Lo stesso uomo però nella Critica della ragion pratica quando agisce moralmente tende ad acquisire una sempre maggior libertà (vigendo qui «il dominio del concetto della libertà, o il soprasensibile»).
Come e dove si conciliano nell'uomo questi due aspetti contrapposti di necessità e libertà? Questo è il problema da risolvere affidato alla Critica del giudizio.

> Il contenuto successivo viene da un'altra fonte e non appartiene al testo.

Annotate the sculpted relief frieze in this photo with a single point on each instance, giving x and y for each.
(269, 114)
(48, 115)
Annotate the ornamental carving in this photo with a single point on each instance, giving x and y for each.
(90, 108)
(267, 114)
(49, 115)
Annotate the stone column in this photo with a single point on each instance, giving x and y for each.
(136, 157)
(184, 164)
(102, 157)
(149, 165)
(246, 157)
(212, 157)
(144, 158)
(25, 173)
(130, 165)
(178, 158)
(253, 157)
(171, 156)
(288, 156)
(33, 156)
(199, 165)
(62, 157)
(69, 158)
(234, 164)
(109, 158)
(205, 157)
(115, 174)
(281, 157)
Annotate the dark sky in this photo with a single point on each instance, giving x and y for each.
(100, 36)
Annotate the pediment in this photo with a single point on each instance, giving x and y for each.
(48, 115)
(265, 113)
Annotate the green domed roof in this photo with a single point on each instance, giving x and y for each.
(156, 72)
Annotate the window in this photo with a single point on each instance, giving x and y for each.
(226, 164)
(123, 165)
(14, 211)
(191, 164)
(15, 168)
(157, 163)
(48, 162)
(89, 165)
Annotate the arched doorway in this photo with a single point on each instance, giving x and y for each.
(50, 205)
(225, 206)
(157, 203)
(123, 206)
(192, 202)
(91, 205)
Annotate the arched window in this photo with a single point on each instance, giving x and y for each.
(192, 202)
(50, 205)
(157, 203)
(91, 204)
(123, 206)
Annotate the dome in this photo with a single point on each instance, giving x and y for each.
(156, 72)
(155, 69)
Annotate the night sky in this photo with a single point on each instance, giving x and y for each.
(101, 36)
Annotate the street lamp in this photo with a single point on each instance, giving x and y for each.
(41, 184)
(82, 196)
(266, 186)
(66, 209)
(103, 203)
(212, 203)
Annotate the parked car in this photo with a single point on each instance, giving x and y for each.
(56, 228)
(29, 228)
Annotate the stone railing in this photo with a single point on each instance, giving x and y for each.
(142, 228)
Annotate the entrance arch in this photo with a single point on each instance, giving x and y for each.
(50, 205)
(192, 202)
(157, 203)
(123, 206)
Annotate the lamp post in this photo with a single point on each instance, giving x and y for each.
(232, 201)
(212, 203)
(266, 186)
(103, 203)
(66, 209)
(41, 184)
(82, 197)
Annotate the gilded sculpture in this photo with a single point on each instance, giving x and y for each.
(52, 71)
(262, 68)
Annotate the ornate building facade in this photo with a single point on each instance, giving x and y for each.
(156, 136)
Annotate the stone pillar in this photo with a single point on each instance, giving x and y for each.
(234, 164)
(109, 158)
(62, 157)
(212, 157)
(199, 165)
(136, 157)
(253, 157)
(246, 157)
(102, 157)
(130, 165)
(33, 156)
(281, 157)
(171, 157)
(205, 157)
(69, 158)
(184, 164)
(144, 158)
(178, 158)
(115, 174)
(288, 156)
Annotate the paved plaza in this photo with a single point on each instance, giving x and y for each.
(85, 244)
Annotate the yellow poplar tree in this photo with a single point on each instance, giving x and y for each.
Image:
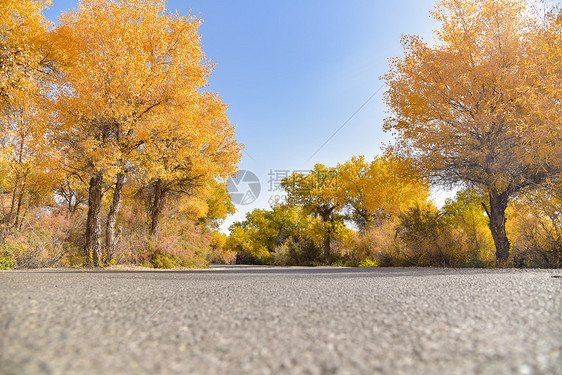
(455, 105)
(319, 193)
(25, 67)
(127, 67)
(376, 191)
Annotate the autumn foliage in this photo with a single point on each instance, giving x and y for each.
(113, 151)
(108, 109)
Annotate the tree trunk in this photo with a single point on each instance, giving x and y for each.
(156, 208)
(18, 218)
(13, 204)
(326, 247)
(112, 217)
(93, 225)
(496, 215)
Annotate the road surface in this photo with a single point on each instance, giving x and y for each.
(261, 320)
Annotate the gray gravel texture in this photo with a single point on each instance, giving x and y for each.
(260, 320)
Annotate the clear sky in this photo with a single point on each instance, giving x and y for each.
(294, 71)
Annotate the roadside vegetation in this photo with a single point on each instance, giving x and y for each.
(112, 152)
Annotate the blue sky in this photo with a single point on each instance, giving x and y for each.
(293, 72)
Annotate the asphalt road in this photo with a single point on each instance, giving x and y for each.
(252, 320)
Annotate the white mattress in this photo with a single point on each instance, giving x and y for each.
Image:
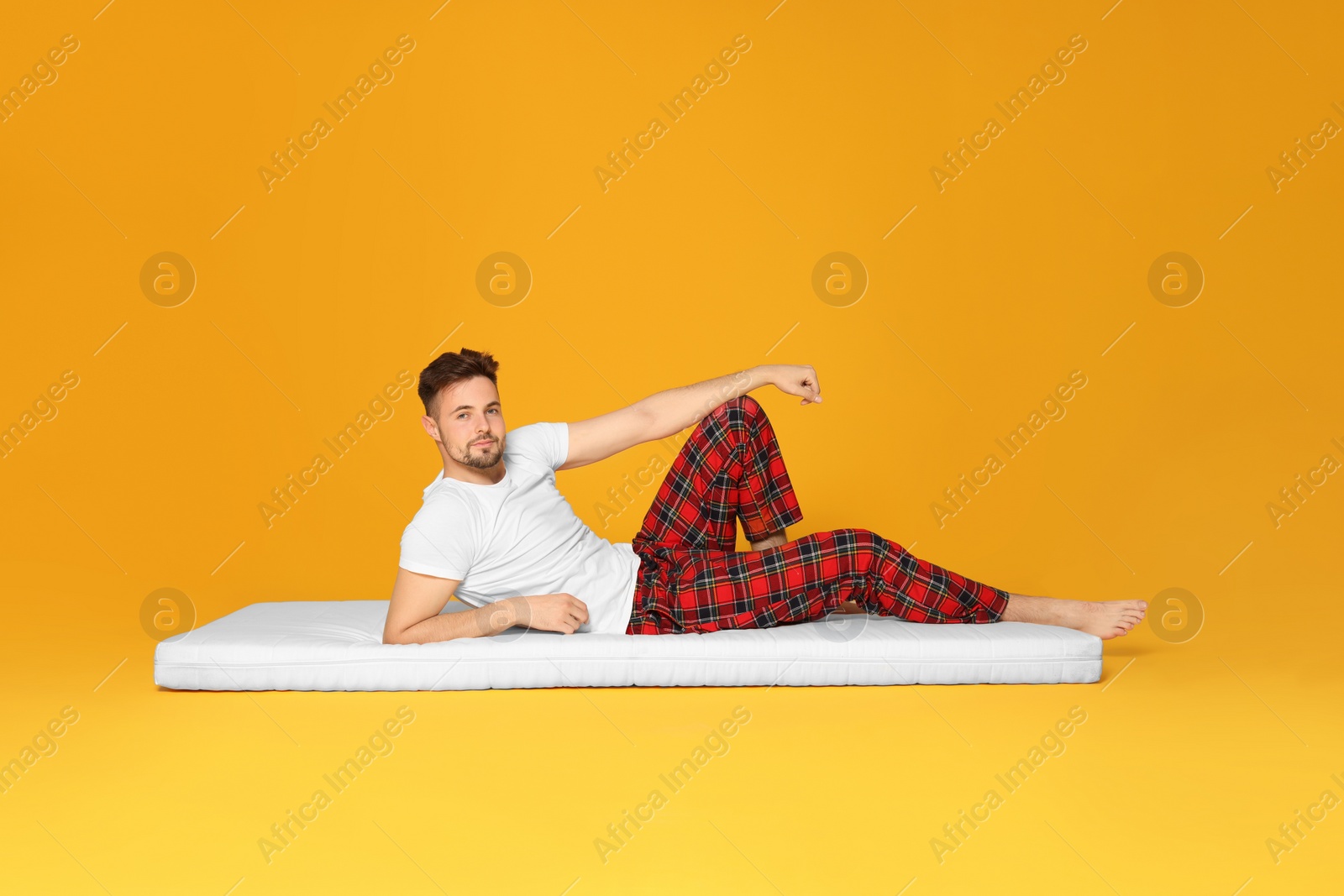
(336, 645)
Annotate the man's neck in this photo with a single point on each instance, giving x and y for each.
(476, 476)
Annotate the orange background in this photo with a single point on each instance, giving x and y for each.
(312, 296)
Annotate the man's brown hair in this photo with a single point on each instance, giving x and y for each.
(450, 369)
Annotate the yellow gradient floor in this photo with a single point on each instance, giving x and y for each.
(228, 228)
(1175, 775)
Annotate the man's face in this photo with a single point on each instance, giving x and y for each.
(470, 423)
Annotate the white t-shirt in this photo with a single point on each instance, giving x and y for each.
(519, 537)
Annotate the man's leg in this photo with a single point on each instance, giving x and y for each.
(730, 469)
(806, 579)
(703, 590)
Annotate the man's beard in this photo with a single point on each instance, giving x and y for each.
(484, 459)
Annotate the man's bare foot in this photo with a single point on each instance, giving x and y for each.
(772, 540)
(1102, 618)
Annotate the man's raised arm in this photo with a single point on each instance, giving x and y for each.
(674, 410)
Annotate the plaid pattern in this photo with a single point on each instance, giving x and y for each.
(692, 578)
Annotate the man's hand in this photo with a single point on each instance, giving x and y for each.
(795, 379)
(561, 613)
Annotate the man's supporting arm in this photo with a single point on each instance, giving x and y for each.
(416, 613)
(674, 410)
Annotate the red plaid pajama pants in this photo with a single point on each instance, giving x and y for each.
(694, 579)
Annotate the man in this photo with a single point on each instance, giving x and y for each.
(495, 532)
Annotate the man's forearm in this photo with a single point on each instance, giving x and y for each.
(477, 622)
(676, 409)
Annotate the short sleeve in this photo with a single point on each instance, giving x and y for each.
(543, 443)
(438, 542)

«Sebbene vi sia un incommensurabile abisso tra il dominio del concetto della natura o il sensibile, e il dominio del concetto della libertà o il soprasensibile, in modo che nessun passaggio sia possibile dal primo al secondo (mediante l'uso teoretico della ragione) quasi fossero due mondi tanto diversi che l'uno non potesse avere alcun influsso sull'altro... tuttavia il secondo [il mondo della libertà] deve avere un influsso sul primo [il mondo della necessità], cioè il concetto della libertà deve realizzare nel mondo sensibile lo scopo posto mediante le sue leggi e la natura deve poter essere pensata in modo che la conformità alle leggi che costituiscono la sua forma possa accordarsi con la possibilità degli scopi che in esse debbono essere effettuati secondo leggi della libertà.»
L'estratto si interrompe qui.